= VLAN hopping =

Computer security exploit

VLAN hopping is a computer security exploit, a method of attacking networked resources on a virtual local area network (VLAN). The basic concept behind all VLAN hopping attacks is for an attacking host on a VLAN to gain access to traffic on other VLANs that would normally not be accessible. There are two primary methods of VLAN hopping: switch spoofing and double tagging. Both attack vectors can be mitigated with proper switch port configuration.

==Switch spoofing==
In a switch spoofing attack, an attacking host imitates a trunking switch by speaking the tagging and trunking protocols (e.g. Multiple VLAN Registration Protocol, IEEE 802.1Q, Dynamic Trunking Protocol) used in maintaining a VLAN. Traffic for multiple VLANs is then accessible to the attacking host.
===Mitigation===
Switch spoofing can only be exploited when interfaces are set to negotiate a trunk. To prevent this attack on Cisco IOS, use one of the following methods:

1. Ensure that ports are not set to negotiate trunks automatically by disabling DTP:

Switch (config-if)# switchport nonegotiate

2. Ensure that ports that are not meant to be trunks are explicitly configured as access ports

Switch (config-if)# switchport mode access

==Double tagging==
In a double tagging attack, an attacker connected to an 802.1Q-enabled port prepends two VLAN tags to a frame that it transmits. The frame (externally tagged with VLAN ID that the attacker's port is really a member of) is forwarded without the first tag because it is the native VLAN of a trunk interface. The second tag is then visible to the second switch that the frame encounters. This second VLAN tag indicates that the frame is destined for a target host on a second switch. The frame is then sent to the target host as though it originated on the target VLAN, effectively bypassing the network mechanisms that logically isolate VLANs from one another.
However, possible replies are not forwarded to the attacking host (unidirectional flow).

===Mitigation===
Double tagging can only be exploited on switch ports configured to use native VLANs. Trunk ports configured with a native VLAN don't apply a VLAN tag when sending these frames. This allows an attacker's fake VLAN tag to be read by the next switch.
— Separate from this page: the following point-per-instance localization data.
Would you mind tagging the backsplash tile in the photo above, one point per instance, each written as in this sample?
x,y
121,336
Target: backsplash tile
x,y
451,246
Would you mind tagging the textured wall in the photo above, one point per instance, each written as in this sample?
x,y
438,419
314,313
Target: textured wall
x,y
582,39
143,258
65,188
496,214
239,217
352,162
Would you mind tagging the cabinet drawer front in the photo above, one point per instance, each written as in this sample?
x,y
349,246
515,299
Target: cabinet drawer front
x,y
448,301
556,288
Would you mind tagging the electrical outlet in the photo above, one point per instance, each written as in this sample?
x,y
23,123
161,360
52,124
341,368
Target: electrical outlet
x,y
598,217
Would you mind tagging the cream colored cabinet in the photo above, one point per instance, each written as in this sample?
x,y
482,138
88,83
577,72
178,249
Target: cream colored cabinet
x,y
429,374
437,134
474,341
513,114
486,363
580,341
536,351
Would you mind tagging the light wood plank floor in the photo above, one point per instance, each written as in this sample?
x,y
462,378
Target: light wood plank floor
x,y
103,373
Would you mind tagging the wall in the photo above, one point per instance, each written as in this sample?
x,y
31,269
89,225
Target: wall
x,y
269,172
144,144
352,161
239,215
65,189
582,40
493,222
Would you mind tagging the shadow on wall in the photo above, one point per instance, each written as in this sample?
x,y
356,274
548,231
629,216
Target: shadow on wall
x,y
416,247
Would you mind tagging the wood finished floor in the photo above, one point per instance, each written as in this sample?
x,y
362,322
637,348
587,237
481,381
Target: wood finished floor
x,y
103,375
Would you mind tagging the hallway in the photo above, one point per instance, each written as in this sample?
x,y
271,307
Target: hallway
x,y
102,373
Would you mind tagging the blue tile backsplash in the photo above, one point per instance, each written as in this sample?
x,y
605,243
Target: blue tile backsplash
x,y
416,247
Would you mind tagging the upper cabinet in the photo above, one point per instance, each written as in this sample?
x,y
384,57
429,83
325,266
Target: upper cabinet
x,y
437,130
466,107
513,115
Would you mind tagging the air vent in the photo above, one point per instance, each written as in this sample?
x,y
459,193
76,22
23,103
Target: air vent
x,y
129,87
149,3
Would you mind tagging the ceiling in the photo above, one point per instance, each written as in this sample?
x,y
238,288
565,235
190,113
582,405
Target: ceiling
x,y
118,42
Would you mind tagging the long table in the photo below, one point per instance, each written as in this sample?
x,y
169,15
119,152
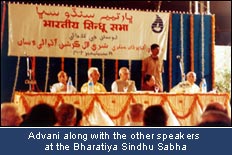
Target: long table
x,y
109,109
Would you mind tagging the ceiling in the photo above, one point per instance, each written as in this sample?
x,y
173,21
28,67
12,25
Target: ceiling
x,y
221,9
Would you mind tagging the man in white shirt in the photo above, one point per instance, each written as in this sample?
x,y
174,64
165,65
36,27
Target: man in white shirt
x,y
61,86
187,86
123,84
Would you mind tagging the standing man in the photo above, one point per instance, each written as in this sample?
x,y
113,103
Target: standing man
x,y
153,65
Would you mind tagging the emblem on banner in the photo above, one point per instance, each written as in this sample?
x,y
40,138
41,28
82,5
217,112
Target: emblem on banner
x,y
157,26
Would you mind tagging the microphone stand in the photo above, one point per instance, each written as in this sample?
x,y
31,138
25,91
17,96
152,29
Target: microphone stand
x,y
29,71
181,68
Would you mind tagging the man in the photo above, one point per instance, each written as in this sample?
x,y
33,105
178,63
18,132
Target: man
x,y
187,86
124,84
10,115
61,86
93,75
152,65
149,84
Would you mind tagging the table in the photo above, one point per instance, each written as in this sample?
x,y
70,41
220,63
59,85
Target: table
x,y
109,109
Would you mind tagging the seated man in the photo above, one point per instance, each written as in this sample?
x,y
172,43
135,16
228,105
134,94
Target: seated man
x,y
124,84
135,115
10,115
149,84
62,85
187,86
94,75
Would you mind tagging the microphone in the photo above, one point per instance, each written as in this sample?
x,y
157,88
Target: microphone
x,y
178,57
28,67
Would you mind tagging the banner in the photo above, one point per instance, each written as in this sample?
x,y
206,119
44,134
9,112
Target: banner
x,y
76,32
115,141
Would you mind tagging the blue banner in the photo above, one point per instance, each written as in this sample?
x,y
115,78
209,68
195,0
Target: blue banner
x,y
115,141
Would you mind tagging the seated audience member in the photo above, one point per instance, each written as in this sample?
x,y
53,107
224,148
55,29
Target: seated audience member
x,y
65,115
93,74
61,86
79,115
40,115
155,115
216,106
135,115
123,84
149,83
214,118
187,86
10,115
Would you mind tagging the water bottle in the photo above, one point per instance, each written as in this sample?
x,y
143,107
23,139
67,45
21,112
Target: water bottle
x,y
69,85
203,86
90,86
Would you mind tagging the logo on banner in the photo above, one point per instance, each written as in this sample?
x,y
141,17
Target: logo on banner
x,y
158,25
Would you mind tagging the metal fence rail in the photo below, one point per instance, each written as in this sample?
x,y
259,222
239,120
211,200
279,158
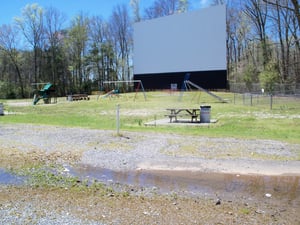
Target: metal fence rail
x,y
268,101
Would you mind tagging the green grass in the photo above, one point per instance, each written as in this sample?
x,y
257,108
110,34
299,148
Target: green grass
x,y
234,120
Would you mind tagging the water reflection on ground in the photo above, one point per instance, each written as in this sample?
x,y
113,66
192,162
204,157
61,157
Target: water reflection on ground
x,y
285,187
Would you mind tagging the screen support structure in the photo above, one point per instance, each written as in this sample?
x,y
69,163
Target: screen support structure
x,y
138,82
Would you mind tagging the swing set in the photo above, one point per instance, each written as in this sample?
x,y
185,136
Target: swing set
x,y
113,88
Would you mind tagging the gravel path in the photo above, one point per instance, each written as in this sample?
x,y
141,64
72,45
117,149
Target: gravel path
x,y
144,151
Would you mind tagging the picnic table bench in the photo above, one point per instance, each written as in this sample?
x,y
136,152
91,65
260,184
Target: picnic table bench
x,y
175,112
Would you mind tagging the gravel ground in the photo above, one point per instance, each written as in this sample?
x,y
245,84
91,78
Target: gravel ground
x,y
153,151
144,151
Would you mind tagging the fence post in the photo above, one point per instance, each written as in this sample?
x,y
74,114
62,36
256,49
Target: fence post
x,y
118,119
271,101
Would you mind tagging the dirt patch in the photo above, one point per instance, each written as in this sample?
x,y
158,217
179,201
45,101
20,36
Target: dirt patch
x,y
21,144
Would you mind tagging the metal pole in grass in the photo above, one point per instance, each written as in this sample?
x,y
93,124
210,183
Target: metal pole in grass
x,y
118,119
271,101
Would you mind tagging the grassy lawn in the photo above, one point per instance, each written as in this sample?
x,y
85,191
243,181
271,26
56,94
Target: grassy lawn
x,y
235,119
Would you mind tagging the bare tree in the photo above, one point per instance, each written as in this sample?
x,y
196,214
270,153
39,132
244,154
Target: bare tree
x,y
77,45
31,25
256,10
161,8
121,30
54,21
135,5
8,44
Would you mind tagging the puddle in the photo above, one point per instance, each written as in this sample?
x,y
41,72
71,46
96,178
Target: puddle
x,y
7,178
199,183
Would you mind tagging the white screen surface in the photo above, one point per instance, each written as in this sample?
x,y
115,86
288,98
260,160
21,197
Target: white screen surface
x,y
193,41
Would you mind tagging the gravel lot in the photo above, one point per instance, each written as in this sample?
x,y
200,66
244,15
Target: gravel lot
x,y
144,151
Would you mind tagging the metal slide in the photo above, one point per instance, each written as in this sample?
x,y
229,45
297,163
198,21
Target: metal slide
x,y
187,82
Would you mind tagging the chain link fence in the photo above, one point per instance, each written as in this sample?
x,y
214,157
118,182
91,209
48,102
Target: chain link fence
x,y
284,97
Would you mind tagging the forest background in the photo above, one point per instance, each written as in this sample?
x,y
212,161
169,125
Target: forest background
x,y
263,47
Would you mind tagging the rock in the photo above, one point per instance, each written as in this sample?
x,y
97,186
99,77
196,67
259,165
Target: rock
x,y
268,195
218,202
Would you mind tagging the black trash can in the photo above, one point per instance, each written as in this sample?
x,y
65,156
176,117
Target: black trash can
x,y
205,113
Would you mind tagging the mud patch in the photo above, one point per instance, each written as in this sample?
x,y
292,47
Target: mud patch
x,y
282,189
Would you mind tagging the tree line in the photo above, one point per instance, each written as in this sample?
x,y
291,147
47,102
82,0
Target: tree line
x,y
263,45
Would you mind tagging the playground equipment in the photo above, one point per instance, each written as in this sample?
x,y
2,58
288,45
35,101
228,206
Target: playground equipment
x,y
115,91
187,84
47,93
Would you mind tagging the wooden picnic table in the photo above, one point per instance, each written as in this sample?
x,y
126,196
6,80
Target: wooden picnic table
x,y
175,112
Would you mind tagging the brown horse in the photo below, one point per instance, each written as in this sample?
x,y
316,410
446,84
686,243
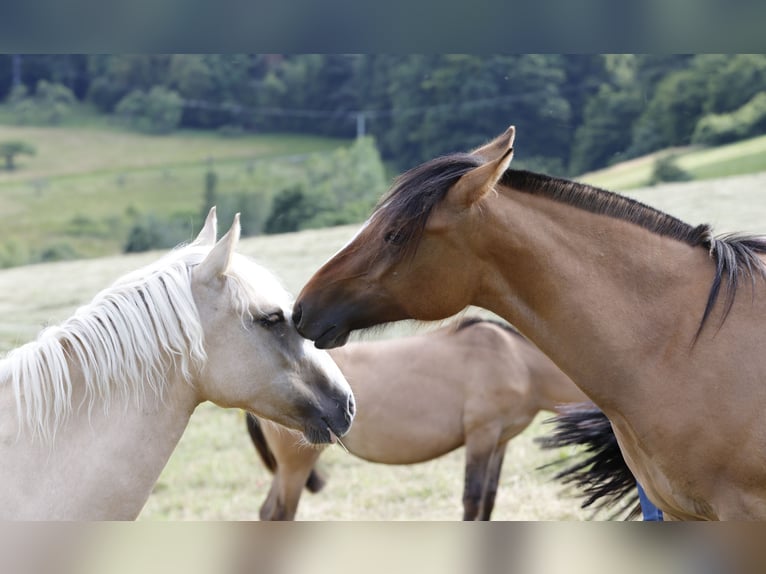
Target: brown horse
x,y
598,469
660,323
478,383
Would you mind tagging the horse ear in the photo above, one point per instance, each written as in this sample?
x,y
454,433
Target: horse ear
x,y
209,230
217,262
479,181
497,146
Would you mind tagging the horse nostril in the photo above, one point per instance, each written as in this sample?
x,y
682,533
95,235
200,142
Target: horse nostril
x,y
297,314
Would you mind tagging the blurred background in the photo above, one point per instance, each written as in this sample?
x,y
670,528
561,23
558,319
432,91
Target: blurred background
x,y
102,154
106,158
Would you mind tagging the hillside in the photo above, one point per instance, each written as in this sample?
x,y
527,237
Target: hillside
x,y
214,473
747,156
83,188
Double tagging can be mitigated by any of the following actions (incl. IOS example):
- Simply do not put any hosts on VLAN 1 (the default VLAN). i.e., assign an access VLAN other than VLAN 1 to every access port
 Switch (config-if)# switchport access vlan 2

- Change the native VLAN on all trunk ports to an unused VLAN ID.
Switch (config-if)# switchport trunk native vlan 999

- Explicit tagging of the native VLAN on all trunk ports. Must be configured on all switches in network autonomy.
Switch(config)# vlan dot1q tag native

===Example===
As an example of a double tagging attack, consider a secure web server on a VLAN called VLAN2. Hosts on VLAN2 are allowed access to the web server; hosts from outside VLAN2 are blocked by layer 3 filters. An attacking host on a separate VLAN, called VLAN1(Native), creates a specially formed packet to attack the web server. It places a header tagging the packet as belonging to VLAN2 under the header tagging the packet as belonging to VLAN1. When the packet is sent, the switch sees the default VLAN1 header and removes it and forwards the packet. The next switch sees the VLAN2 header and puts the packet in VLAN2. The packet thus arrives at the target server as though it were sent from another host on VLAN2, ignoring any layer 3 filtering that might be in place.